William Gibson is another writer who has considered the near future, and his picture in Pattern Recognition and Spook Country maps out a consensus future rather similar to Stross's. In particular, the effacing of the boundary between the Internet and everyday life is ever-present in these books, right down to a particular device--the special glasses which project images onto the wearer's environment--that plays a central role for both writers.

Yet technology for Gibson is embedded in a different social matrix. The state and its bureaucracy are less present than in Stross; indeed, Gibson's work is redolent of 1990's style imaginings of the globalized world, after the withering of the nation-state. Capital, meanwhile, is ever-present, but its leading edge is quite different. Rather than IP cartels or financiers or game designers, the leading force in Gibson's world is the culture industry, and in particular advertizing and marketing.

This is in keeping with Gibson's general affinity for, and deep intuitive understanding of, the world of consumer commodities. Indeed, his books are less about technology than they are meditations on consumer culture and its objects; the loving way in which brands and products are described reveals Gibson's own infatuation with these commodities. Indeed, his instincts are so well tuned that an object at the center of Pattern Recognition turned out to be a premonition of an actual commodity.

This all leads logically to a theory of the future in which changes in society and technology are driven by elements of the culture industry: maverick ad executives, cool-hunters, former indie-rock stars and avant-garde artists all figure in the two recent works. Gibson maintains a conception of the high culture-low culture divide, and the complex interrelation between the two poles, which is lacking in Stross. The creation and re-creation of symbols and meaning is the central form of innovation in his stories.

Insofar as Gibson's recent writing is the working out of a social theory, its point of departure is Fredric Jameson's theorization of postmodern capitalist culture.
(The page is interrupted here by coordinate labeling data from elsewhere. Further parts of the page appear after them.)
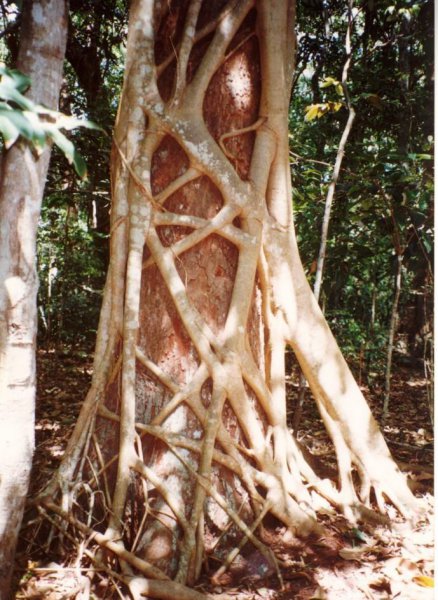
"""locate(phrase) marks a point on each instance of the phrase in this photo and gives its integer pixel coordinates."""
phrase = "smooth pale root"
(215, 393)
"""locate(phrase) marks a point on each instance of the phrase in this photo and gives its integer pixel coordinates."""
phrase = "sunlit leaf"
(328, 81)
(311, 112)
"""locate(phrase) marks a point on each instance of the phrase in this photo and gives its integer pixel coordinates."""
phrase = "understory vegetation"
(191, 404)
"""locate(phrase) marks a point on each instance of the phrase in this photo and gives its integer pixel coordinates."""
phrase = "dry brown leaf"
(424, 581)
(356, 553)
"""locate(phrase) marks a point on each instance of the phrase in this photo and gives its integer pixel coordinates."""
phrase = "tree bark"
(392, 333)
(185, 422)
(42, 47)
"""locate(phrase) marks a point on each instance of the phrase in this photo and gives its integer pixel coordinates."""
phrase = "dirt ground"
(371, 562)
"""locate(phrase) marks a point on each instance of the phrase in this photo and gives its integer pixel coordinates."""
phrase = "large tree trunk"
(42, 47)
(185, 423)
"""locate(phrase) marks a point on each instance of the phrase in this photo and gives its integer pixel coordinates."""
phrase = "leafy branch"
(20, 117)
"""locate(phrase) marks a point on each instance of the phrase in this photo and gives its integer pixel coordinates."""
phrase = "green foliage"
(383, 201)
(19, 116)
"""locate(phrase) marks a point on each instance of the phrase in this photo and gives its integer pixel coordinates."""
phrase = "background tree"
(184, 430)
(386, 181)
(23, 174)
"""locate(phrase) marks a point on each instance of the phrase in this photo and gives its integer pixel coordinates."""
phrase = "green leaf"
(420, 156)
(311, 112)
(328, 81)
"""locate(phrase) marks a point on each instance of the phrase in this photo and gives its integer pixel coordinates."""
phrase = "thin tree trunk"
(42, 46)
(338, 162)
(328, 206)
(391, 334)
(184, 431)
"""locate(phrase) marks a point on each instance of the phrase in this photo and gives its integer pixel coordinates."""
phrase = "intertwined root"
(182, 445)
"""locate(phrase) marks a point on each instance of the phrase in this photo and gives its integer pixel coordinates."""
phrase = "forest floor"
(371, 563)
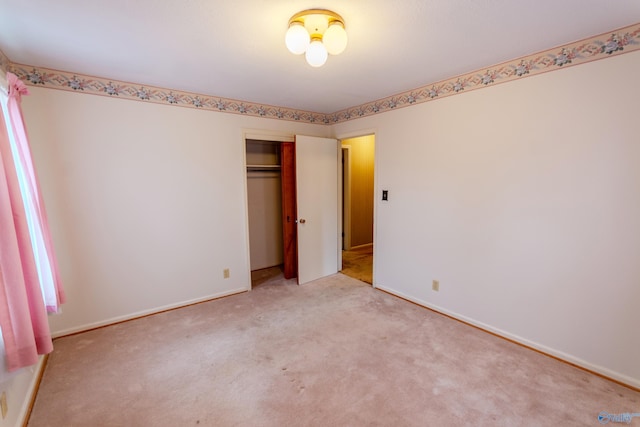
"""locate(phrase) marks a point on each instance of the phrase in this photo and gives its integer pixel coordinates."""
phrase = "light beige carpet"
(334, 352)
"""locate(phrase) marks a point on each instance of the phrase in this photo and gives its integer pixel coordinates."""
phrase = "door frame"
(259, 135)
(357, 134)
(346, 197)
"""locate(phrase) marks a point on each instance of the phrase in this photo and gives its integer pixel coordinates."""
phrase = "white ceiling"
(235, 48)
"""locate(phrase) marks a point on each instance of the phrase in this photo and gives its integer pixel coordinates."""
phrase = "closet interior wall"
(264, 193)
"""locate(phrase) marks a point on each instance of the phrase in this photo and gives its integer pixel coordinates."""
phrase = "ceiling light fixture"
(316, 33)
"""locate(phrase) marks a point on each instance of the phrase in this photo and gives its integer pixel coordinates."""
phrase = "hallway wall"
(362, 174)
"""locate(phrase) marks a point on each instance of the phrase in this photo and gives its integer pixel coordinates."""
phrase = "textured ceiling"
(235, 49)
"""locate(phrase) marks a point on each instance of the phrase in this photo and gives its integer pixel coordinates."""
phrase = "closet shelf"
(263, 167)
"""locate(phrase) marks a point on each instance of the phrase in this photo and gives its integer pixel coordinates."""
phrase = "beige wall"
(523, 200)
(362, 158)
(147, 202)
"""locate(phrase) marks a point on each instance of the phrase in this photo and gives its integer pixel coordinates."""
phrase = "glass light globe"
(335, 38)
(297, 38)
(316, 54)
Jameson observed back in the 1970's that one of the definitive characteristics of late capitalism was that "aesthetic production today has become integrated into commodity production generally". Gibson, like Stross and other science fiction writers, portrays the effects of rapid change in the technologies of production, but in this case it is the technologies of aesthetic production rather than the assembly line, transportation, or communication.

And it does indeed seems that cultural innovation and recombination has accelerated rapidly in the past few decades. But in light of Stross, the question becomes: are we reaching the top of the sigmoid curve? It sometimes seems that we are moving into a world where Capital is more an more concerned with extracting rents from the control of "intellectual property" rather than pushing toward any kind of historically progressive technological or even cultural innovation. But I will save the working out of that particular theory of posterity for another post.